Well I'm glad you asked, alhumdulilah Allah(swt) has given us guidelines to follow so that we can keep everything on a lawful note. So first things first make sure that you have your standards and know what you are willing to except in your mind first. If you meet a brother and he asks you for YOUR number, he might not be the brother for you. You want a brother who wants to do things the right way and has enough respect for you and himself from jump that he wouldn't even try you like that. It seems simple an innocent, just a phone conversation but even a conversation can lead you into things that you shouldn't do. You talk to the brother, you crack jokes, you start to feel comfortable with him and then he says "why don't we hang out and meet up sometime?". Now this can lead up to you spending time alone with him. If a brother is trying to spend time alone you, it's not a good look.
Whenever a man is alone with a women the shaytan makes the third. (Tirmidhi)

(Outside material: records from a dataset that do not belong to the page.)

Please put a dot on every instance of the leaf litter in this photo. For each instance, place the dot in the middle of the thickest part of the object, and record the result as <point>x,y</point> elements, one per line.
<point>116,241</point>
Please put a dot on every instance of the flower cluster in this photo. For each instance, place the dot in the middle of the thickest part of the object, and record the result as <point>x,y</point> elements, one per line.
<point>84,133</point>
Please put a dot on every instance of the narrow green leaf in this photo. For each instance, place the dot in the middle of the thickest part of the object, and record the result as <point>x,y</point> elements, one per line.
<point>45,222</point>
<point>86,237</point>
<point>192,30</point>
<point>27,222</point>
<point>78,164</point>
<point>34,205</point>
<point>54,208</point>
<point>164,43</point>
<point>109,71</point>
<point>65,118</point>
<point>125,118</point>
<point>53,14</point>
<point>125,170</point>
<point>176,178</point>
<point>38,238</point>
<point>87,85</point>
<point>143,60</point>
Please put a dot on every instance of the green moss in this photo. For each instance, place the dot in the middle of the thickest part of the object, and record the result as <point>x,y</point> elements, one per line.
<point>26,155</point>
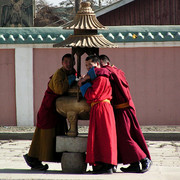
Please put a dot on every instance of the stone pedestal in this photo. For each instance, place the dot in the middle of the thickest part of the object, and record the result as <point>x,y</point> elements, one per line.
<point>73,149</point>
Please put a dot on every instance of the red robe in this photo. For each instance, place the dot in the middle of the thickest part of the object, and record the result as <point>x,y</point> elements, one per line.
<point>47,116</point>
<point>131,144</point>
<point>102,141</point>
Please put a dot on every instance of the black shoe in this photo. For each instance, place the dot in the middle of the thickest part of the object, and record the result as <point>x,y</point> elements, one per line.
<point>103,169</point>
<point>34,163</point>
<point>133,168</point>
<point>146,164</point>
<point>114,169</point>
<point>30,160</point>
<point>40,167</point>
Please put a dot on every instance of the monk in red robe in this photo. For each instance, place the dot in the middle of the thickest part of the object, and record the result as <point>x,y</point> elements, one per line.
<point>102,141</point>
<point>132,148</point>
<point>49,122</point>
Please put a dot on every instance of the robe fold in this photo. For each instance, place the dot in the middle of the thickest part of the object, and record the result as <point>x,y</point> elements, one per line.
<point>131,143</point>
<point>102,140</point>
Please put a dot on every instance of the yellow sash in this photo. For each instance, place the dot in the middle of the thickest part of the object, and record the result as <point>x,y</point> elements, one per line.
<point>93,103</point>
<point>120,106</point>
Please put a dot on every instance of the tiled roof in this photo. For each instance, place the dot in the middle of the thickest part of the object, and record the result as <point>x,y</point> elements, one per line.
<point>115,34</point>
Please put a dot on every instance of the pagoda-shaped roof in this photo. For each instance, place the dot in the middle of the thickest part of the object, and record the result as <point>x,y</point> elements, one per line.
<point>85,19</point>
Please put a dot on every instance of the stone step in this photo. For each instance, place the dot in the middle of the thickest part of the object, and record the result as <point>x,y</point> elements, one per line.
<point>71,144</point>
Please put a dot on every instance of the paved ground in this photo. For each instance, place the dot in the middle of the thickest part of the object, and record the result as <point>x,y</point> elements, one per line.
<point>165,156</point>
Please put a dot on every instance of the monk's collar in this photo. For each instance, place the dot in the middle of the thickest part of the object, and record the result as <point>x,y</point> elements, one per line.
<point>67,72</point>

A Muslim man is still a man and eventually you may end up doing things that you know you shouldn't. Avoid this situation and you won't be tempted or end up making a decision that you regret. This is why you should have your Wali in place. Your Wali truly is your protection. If your a revert like me, your Wali can be your Imam or trusted brother in your community. He keeps that brother in line and makes sure that everything is done on the up and up.Not only that but we are women and once you start to like a brother you might catch feelings and not notice some of the red flags. Your Wali is looking out for your best interest and is not going to be blinded by how cute the brother is.

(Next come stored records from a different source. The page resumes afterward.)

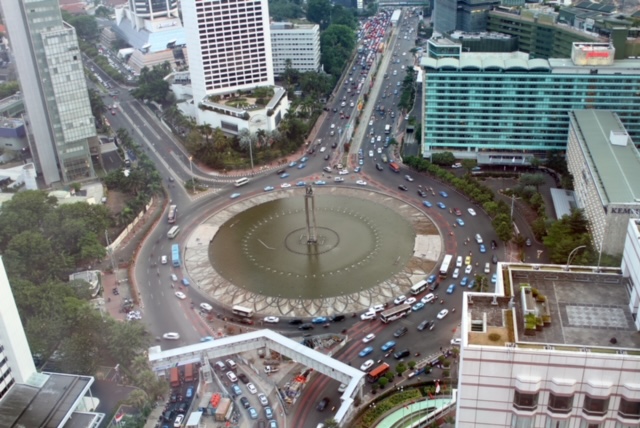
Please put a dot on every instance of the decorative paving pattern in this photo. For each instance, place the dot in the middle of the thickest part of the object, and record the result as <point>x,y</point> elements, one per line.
<point>603,317</point>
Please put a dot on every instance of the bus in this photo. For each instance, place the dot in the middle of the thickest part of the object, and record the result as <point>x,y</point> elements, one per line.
<point>175,255</point>
<point>242,311</point>
<point>241,181</point>
<point>173,232</point>
<point>173,214</point>
<point>444,267</point>
<point>378,372</point>
<point>395,313</point>
<point>419,287</point>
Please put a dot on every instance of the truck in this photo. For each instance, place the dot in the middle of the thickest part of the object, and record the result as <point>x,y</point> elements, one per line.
<point>174,377</point>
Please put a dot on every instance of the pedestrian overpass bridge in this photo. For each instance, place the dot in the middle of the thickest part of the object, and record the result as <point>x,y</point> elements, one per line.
<point>204,352</point>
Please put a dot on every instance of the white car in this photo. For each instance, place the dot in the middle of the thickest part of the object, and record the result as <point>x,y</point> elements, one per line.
<point>366,365</point>
<point>428,298</point>
<point>368,316</point>
<point>368,338</point>
<point>443,313</point>
<point>171,336</point>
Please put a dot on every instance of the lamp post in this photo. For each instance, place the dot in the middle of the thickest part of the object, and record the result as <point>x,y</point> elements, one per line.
<point>571,254</point>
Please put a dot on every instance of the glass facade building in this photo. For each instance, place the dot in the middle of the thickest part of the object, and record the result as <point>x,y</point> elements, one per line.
<point>486,103</point>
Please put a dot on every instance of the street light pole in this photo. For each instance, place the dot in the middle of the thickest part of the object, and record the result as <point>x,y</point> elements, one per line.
<point>566,268</point>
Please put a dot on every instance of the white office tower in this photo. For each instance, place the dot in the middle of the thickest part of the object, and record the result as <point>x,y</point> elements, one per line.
<point>298,45</point>
<point>229,48</point>
<point>55,91</point>
<point>16,362</point>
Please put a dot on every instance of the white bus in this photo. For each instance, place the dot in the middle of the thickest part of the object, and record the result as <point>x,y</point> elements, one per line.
<point>444,268</point>
<point>419,287</point>
<point>395,313</point>
<point>173,232</point>
<point>242,311</point>
<point>241,181</point>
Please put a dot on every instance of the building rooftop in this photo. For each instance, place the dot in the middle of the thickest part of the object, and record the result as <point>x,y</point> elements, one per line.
<point>586,310</point>
<point>49,406</point>
<point>615,167</point>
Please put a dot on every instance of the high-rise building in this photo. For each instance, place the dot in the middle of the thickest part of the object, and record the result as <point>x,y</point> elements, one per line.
<point>296,45</point>
<point>52,78</point>
<point>510,104</point>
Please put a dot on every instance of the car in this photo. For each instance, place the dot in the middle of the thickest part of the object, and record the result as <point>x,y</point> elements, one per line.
<point>443,313</point>
<point>253,413</point>
<point>236,389</point>
<point>368,316</point>
<point>366,365</point>
<point>400,332</point>
<point>263,399</point>
<point>177,423</point>
<point>401,298</point>
<point>417,306</point>
<point>171,336</point>
<point>323,404</point>
<point>428,298</point>
<point>268,413</point>
<point>245,402</point>
<point>388,345</point>
<point>366,351</point>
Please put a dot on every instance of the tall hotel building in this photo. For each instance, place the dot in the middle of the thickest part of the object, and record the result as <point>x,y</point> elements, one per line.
<point>55,91</point>
<point>493,103</point>
<point>229,46</point>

You can have a "sit down" with a brother with you Wali present and ask all of the very important questions(we posted a blog with plenty of questions to ask and questions that you should be prepared to answer). When you are asking these question make sure that you are being honest. This is your way of getting to know each other. Don't just say what you think the brother wants to hear. If he asks you if you can cook, don't say yes if can't even boil water! When you get married he's going to expect you to follow through on what you said. Don't say you wear overgarment and niqab if you don't because he's gonna want to know where all that is when you leave the house without hijab. Be honest so that both know what you are signing up for because once your married you have both signed on that dotted line.
Now if you want to have the "dating" experience you can out as long as you are chaperoned. This means you have your Wali present or someone who is looking out for your best interest. Maybe you feel uncomfortable going out with your father present, you could have another married couple, your brother, etc. chaperon your "date". What you shouldn't do is go out with your homegirl and her boyfriend and call them your chaperons. If they're not doing what they are supposed to be doing, how are they going to make sure that you are? Consider going to public places like restaurants, art exhibits, parks, places where you know other Muslims will be, etc.
We have to make sure that we think long term, dating is what we see everyday around us and it can be tempting. But in the long run you want to make sure you are doing things that are beneficial to you in this life and in the hereafter. The blessings that you will receive, inshallah, from doing things the right way will be well worth the wait.